In Worship at the Cross there is pious feeling for Nature and mystical feeling side by side with an obnoxious fanaticism, superstition, and other objectionable traits[[20]]; and mystical confessions of the same sort may be gathered in numbers from the works of contemporary monks and nuns. Even of such a fanatic and self-tormentor as the Spanish Franciscan Petrus von Alcantara (1562), his biographer says that despite his strict renunciation of the world, he retained a most warm and deep feeling for Nature.
'Whatever he saw of the outer world increased his devotion and gave it wings. The starry sky seen through his little monastery window, often kept him rapt in deep meditation for hours; often he was as if beside himself, so strong was his pious feeling when he saw the power and glory of God reflected in charming flowers and plants.'
When Gregorio Lopez (1596), a man who had studied many sides of Nature, was asked if so much knowledge confused him, he answered: 'I find God in all things, great and small.' Similar remarks are attributed to many others.
Next to Leon, as a poet in enthusiasm and mysticism, came St Teresa von Avila.
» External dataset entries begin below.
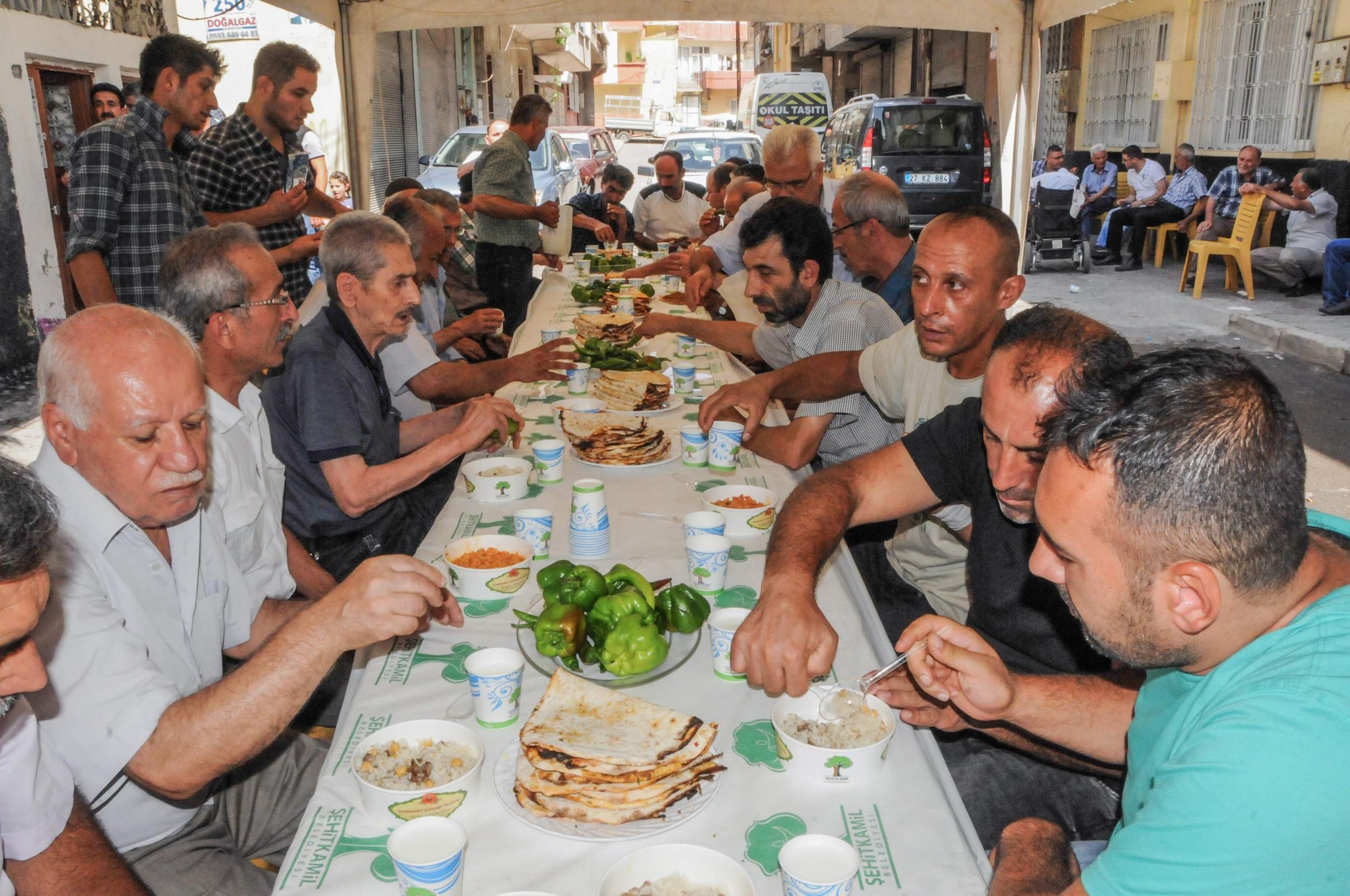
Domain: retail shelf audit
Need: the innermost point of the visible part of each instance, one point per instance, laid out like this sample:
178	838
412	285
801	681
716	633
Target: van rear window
930	130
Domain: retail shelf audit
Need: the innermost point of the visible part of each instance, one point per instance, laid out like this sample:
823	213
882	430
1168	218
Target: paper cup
684	373
549	463
577	378
724	446
706	558
704	522
536	527
817	865
428	856
694	446
721	629
495	676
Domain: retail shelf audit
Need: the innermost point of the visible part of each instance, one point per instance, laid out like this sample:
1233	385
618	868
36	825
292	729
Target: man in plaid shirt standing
239	166
129	193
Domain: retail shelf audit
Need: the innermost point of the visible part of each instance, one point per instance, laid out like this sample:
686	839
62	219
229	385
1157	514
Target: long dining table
909	825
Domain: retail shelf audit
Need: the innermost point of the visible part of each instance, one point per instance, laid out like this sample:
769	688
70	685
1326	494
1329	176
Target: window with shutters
1252	74
1121	108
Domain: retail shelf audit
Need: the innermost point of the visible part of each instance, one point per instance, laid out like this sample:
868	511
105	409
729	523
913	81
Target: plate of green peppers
612	628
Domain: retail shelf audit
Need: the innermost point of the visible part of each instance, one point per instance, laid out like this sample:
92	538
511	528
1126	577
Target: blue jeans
1335	273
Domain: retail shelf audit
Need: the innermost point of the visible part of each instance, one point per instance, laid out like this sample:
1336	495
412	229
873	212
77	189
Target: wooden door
61	101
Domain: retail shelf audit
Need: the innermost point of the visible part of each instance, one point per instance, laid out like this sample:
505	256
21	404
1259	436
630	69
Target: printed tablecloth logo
407	655
758	744
325	843
765	840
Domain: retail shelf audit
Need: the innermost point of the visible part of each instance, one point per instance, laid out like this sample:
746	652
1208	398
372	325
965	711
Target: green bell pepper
622	576
611	609
559	630
633	647
682	609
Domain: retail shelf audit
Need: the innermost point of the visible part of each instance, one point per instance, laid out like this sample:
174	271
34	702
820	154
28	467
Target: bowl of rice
677	870
836	754
488	567
415	770
750	511
497	478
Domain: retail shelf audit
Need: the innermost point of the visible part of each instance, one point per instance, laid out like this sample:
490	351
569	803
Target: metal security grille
1252	74
1121	108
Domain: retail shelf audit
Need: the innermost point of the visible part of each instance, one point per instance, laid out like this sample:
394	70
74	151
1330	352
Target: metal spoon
847	698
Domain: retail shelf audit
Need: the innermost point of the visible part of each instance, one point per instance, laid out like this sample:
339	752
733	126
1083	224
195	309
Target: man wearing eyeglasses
793	166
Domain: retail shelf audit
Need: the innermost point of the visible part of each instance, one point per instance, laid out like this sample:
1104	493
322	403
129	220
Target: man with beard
790	263
1172	521
49	841
129	192
984	452
241	166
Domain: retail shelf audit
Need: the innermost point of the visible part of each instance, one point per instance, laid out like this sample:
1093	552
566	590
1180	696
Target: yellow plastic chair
1236	250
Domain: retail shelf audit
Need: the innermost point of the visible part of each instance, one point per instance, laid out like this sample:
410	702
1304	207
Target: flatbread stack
613	440
632	389
590	754
612	328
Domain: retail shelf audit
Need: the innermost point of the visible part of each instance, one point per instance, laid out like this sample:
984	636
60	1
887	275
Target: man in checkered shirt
129	193
239	166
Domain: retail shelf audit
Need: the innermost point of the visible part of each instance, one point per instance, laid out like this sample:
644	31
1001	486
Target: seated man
939	361
1313	225
790	263
986	452
1172	521
873	236
49	841
671	214
226	289
360	479
191	773
601	218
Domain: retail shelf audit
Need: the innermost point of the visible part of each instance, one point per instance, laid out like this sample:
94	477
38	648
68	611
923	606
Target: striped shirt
846	317
235	168
130	198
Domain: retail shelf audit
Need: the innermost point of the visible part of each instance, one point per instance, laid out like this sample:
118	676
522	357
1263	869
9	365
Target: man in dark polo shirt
361	481
986	452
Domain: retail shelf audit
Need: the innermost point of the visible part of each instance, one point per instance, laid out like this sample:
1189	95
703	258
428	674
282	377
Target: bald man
191	773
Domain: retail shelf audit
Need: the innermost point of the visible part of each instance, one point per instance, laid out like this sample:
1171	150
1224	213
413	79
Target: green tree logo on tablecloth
740	597
757	743
765	840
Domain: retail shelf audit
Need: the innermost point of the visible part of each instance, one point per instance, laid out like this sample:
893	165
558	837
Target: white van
786	98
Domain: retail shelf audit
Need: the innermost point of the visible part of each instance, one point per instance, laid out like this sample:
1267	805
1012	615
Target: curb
1315	349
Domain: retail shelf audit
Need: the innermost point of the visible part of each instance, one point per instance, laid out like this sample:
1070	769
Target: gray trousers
254	816
1288	266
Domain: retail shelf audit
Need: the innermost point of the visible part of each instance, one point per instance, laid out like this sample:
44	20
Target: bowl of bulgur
414	770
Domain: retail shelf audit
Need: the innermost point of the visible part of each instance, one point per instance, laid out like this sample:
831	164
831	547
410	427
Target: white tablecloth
909	826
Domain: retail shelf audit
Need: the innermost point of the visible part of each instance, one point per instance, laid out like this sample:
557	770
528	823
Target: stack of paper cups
589	524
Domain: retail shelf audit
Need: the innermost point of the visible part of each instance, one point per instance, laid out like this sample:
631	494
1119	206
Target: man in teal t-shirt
1172	520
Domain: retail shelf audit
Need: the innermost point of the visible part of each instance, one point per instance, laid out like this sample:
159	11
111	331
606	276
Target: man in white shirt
1313	225
49	843
964	280
191	773
671	214
793	166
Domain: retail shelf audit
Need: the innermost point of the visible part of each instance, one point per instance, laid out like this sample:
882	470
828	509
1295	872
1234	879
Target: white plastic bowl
698	864
755	521
825	765
390	807
488	585
489	489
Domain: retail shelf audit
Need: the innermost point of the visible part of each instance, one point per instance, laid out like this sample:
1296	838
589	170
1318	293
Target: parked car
936	149
592	149
555	173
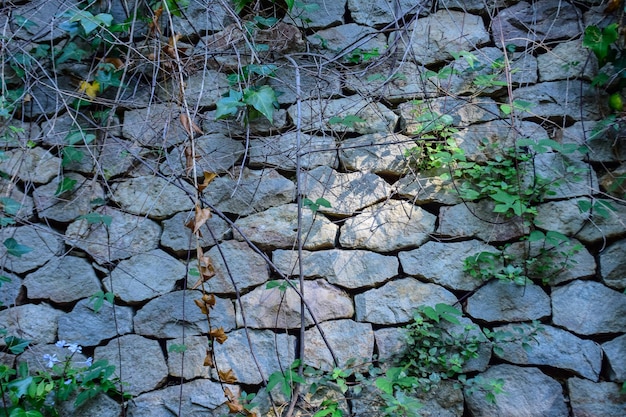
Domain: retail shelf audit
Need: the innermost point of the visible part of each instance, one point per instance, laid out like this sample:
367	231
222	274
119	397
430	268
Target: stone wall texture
392	239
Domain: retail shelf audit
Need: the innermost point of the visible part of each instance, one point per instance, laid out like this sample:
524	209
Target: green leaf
16	249
262	99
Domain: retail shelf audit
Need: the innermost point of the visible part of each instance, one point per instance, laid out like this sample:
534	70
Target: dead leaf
218	335
227	377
She was especially notable for the ravishingly pretty pictures and comparisons she drew from Nature to explain the soul life of the Christian.[[21]]
In all these outpourings of mystic feeling for Nature, there was no interest in her entirely for her own sake; they were all more or less dictated by religious feeling. It was in the later German and Italian mystics--for example, Bruno, Campanella, and Jacob Boehme--that a more subjective and individual point of view was attained through Pantheism and Protestantism.
The Protestant free-speaking Shakespeare shewed a far more intense feeling for Nature than the Catholic Calderon.
[CHAPTER VI]
SHAKESPEARE'S SYMPATHY FOR NATURE
The poetry of India may serve as a measure of the part which Nature can play in drama; it is full of comparisons and personifications, and eloquent expressions of intimate sympathy with plants and animals. In Greek tragedy, Nature stepped into the background; metaphors, comparisons, and personifications are rarer; it was only by degrees, especially in Sophocles and Euripides, in the choruses and monologues, that man's interest in her appeared, and he began to greet the light or the sky, land or sea, to attribute love, pity, or hate to her, or find comfort in her lonely places. During the Middle Ages, drama lay fallow, and the blossoming period of French tragedy, educated to the pathos of Seneca, only produced cold declamation, frosty rhetoric; of any real sympathy between man and Nature there was no question.
Over this mediæval void Calderon was the bridge to Shakespeare.